Sarampo em Centro de Detenção nos EUA Acende Alerta para as Américas
Autoridades do Serviço de Imigração e Alfândega (ICE) dos Estados Unidos confirmaram a quarentena de imigrantes detidos no maior centro de famílias do país, localizado em Dilley, Texas, após a detecção de dois casos de sarampo. A instalação, descrita como “superlotada”, tornou-se um ponto de atenção, especialmente considerando o aumento de notificações da doença nos EUA. Até o final de janeiro de 2026, os Centros de Controle e Prevenção de Doenças (CDC) registraram oito surtos e cerca de 171 casos este ano, um número que já supera os 2.242 casos de 2025.
OPAS Emite Alerta Global para o Crescimento Exponencial de Casos de Sarampo nas Américas
A Organização Pan-americana da Saúde (OPAS/OMS) emitiu um alerta para todo o continente americano devido a um aumento drástico nos casos de sarampo. Em 2025, foram confirmados 14.891 casos, um salto de 32 vezes em comparação com 2024. As primeiras semanas de 2026 já contabilizam 1.031 casos, 45 vezes mais que no mesmo período do ano anterior. O ano de 2025 registrou o maior número de casos desde 2019, sendo que 78% das infecções ocorreram em pessoas não vacinadas.

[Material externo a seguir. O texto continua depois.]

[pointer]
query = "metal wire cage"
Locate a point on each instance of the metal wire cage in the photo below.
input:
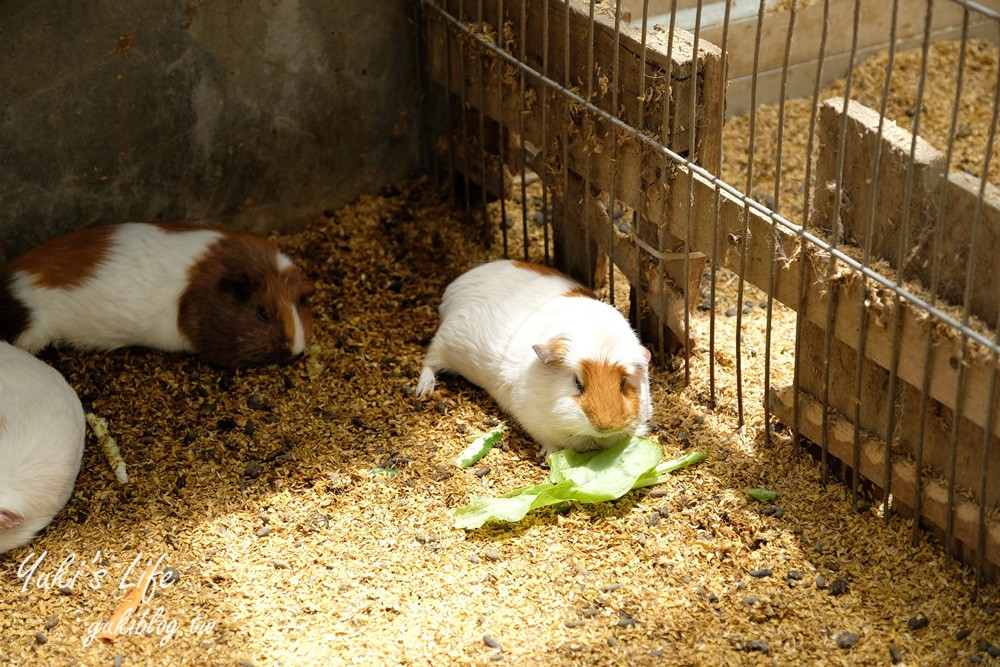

México e EUA Lideram Novos Casos; Brasil Mantém Vigilância Constante
Atualmente, sete países das Américas reportaram casos de sarampo em 2026, com destaque para México (740 casos) e Estados Unidos (171). O Brasil, embora considerado livre de sarampo desde 2022, não está imune a casos importados. Em 2025, foram registrados 38 casos trazidos do exterior. A preocupação é a reintrodução do vírus e sua disseminação em território nacional, o que reforça a necessidade de vigilância constante e alta cobertura vacinal. “O risco é constante. Com tantos casos de sarampo ao nosso redor, pessoas com sarampo, sem dúvidas, entrarão no nosso país semanalmente ou diariamente”, afirma Renato Kfouri, vice-presidente da Sociedade Brasileira de Imunizações (Sbim).
Cobertura Vacinal Insuficiente é Principal Vilã do Ressurgimento do Sarampo
A OPAS aponta a baixa adesão à vacinação como a principal causa do aumento de casos nas Américas, especialmente nos Estados Unidos, México e Canadá. O sarampo, por ser a infecção viral de mais fácil transmissão, é o primeiro a manifestar-se quando a cobertura vacinal cai. Apenas 33% dos países americanos atingiram a meta de 95% de cobertura com a primeira dose, e somente 20% alcançaram a meta para a segunda dose. No Brasil, a cobertura da tríplice viral em 2025 foi de 94,02% para a primeira dose, mas caiu para 78,99% na segunda. A OPAS recomenda que os países reforcem urgentemente a vigilância e a vacinação de rotina para conter a doença, que é extremamente contagiosa, podendo infectar até 90% das pessoas não imunes em contato próximo com um doente.
Como se Proteger e Orientações para Viajantes
O sarampo é transmitido pelo ar, através de gotículas expelidas ao tossir, espirrar, falar ou respirar. Adolescentes e jovens adultos têm concentrado a maior parte dos casos, mas bebês menores de um ano são os mais vulneráveis. No Brasil, a vacinação é gratuita pelo SUS e indicada para pessoas de 12 meses a 59 anos, com as vacinas tríplice viral e tetraviral. Para viajantes, a recomendação é vacinar-se pelo menos duas semanas antes da viagem a áreas de risco, estar atento aos sintomas e procurar atendimento médico imediato ao apresentar qualquer sinal da doença, além de evitar contato próximo com outras pessoas e usar máscara. Ao retornar, caso suspeite de infecção, é fundamental procurar um serviço de saúde e informar sobre a viagem.